The activations will span from billboards and travel retail installations to a digital and social presence on the brand’s online channel. Moncler is also planning a dedicated Mother’s Day activation.

While declining to provide a specific investment figure for the campaign, Moncler channels 7 percent of its revenues into marketing annually.

The spring collection represents around 25 percent of revenues.

Moncler revenues in 2025 were up 1 percent to 2.72 billion euros, compared with 2.7 billion euros in 2024. At constant currency revenues increased 3 percent. The performance accelerated in the fourth quarter, with sales up 6 percent at constant currency.

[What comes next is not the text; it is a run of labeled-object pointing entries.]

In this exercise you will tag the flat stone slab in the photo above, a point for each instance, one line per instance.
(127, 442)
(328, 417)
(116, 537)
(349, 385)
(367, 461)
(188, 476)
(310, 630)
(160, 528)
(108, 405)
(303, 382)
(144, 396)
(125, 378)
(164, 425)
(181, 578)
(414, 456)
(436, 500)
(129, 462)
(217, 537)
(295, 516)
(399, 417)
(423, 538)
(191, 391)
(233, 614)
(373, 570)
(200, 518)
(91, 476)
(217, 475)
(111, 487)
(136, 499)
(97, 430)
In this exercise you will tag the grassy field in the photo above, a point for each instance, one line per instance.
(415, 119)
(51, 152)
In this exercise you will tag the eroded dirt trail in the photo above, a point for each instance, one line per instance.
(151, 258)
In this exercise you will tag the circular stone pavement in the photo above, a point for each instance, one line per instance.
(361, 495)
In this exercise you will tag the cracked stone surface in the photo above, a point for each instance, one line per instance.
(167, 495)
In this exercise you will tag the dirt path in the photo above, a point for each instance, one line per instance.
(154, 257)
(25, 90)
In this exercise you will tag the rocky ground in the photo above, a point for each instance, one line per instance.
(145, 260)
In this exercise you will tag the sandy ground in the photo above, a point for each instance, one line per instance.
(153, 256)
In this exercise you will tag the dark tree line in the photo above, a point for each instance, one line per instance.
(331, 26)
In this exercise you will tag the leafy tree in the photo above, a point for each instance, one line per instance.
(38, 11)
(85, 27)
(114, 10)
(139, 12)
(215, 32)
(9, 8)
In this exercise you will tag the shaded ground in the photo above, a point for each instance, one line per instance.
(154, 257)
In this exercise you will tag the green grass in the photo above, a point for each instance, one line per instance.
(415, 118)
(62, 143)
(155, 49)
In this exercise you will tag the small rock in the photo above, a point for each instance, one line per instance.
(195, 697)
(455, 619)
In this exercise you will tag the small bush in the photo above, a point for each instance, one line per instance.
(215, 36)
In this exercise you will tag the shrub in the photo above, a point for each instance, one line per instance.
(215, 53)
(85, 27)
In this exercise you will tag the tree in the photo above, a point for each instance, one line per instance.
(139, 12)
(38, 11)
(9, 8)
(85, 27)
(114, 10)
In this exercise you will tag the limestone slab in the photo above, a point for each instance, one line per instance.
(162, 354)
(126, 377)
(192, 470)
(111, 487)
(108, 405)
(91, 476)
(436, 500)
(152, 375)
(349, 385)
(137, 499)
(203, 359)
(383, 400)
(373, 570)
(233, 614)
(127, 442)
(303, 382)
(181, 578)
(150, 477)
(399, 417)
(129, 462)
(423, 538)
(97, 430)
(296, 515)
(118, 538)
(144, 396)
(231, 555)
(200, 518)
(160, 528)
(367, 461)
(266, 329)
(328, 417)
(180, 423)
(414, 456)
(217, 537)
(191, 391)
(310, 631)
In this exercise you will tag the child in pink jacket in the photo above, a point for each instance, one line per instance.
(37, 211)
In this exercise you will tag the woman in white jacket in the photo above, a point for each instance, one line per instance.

For the spring 2026 collection, Moncler reimagined the puffiness in lighter and transitional wardrobe versions, layered and colorful.

The women’s lineup includes lightweight, washed-nylon parkas, intricately floral-quilted shirt jackets, button-down polo shirts in classic stripes, a checked pussy-bow playsuit, breezy dresses and pastel-printed shorts.

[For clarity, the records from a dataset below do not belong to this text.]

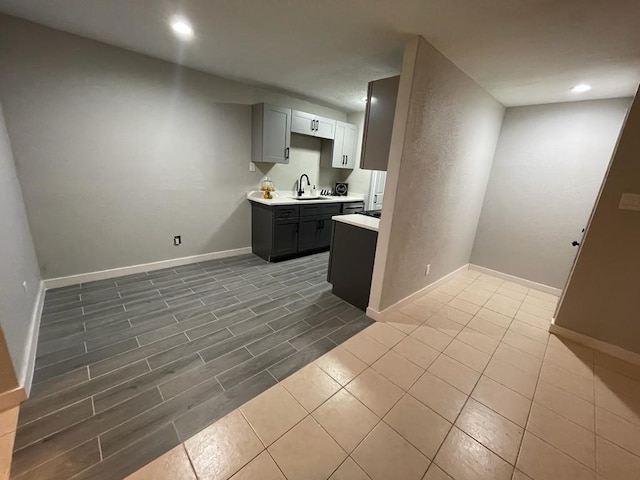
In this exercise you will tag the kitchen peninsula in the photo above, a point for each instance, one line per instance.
(353, 250)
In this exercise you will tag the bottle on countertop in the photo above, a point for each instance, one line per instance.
(267, 187)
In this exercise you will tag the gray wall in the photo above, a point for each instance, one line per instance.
(437, 178)
(118, 152)
(601, 299)
(548, 168)
(17, 264)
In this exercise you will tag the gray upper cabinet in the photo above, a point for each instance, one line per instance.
(270, 133)
(378, 123)
(314, 125)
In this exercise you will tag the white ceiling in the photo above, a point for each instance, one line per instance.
(521, 51)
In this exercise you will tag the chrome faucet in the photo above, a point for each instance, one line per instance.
(300, 187)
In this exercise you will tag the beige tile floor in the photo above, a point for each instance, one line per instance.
(8, 425)
(463, 383)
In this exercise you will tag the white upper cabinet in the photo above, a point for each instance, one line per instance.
(270, 133)
(314, 125)
(342, 152)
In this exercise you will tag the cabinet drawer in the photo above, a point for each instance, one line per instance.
(288, 211)
(320, 209)
(331, 209)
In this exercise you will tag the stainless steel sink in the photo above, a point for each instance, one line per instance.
(302, 199)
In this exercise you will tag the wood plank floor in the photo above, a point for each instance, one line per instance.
(128, 368)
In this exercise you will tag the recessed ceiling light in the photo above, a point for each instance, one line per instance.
(583, 87)
(182, 28)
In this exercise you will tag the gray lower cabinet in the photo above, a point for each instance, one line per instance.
(353, 251)
(281, 232)
(285, 237)
(314, 232)
(352, 207)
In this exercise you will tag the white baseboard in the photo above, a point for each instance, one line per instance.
(376, 315)
(144, 267)
(12, 398)
(521, 281)
(604, 347)
(25, 377)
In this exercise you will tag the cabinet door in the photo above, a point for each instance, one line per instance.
(276, 136)
(349, 145)
(378, 123)
(303, 123)
(285, 237)
(325, 128)
(309, 233)
(339, 159)
(324, 232)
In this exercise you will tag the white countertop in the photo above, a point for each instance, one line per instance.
(284, 198)
(362, 221)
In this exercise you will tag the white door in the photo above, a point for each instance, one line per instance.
(303, 123)
(338, 159)
(325, 128)
(376, 195)
(349, 149)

Remo Ruffini at the new Moncler headquarters in Milan.

Classic summer motifs — stripes, gingham checks and tropical florals — were offered in a palette ranging from pastel pink and orange to forest green and crisp neutrals. Details included chic bow closures and square mesh pockets as well as cinchable, lace-up waists and ornate orchid-inspired florals.

Colors ran throughout the men’s collection in light nylon, relaxed denim, nylon-blend chambray and crisp cotton poplin in a vivid palette of scarlet red, sunny yellow, sky blue, rich burgundy and clean neutrals.

Light down gilets, windbreakers, field jackets and hooded shirt jackets complemented shorts, relaxed pants, retro bowling shirts, striped polos and graphic T-shirts. Crochet or striped poplin bucket hats and beanies topped off the layered look.

Knitwear for the spring season starts at 750 euros, while outerwear is priced on average at around 1,500 euros.

The Moncler Group, which also includes Stone Island, welcomed former Bottega Veneta chief executive officer Leo Rongone as CEO on April 1.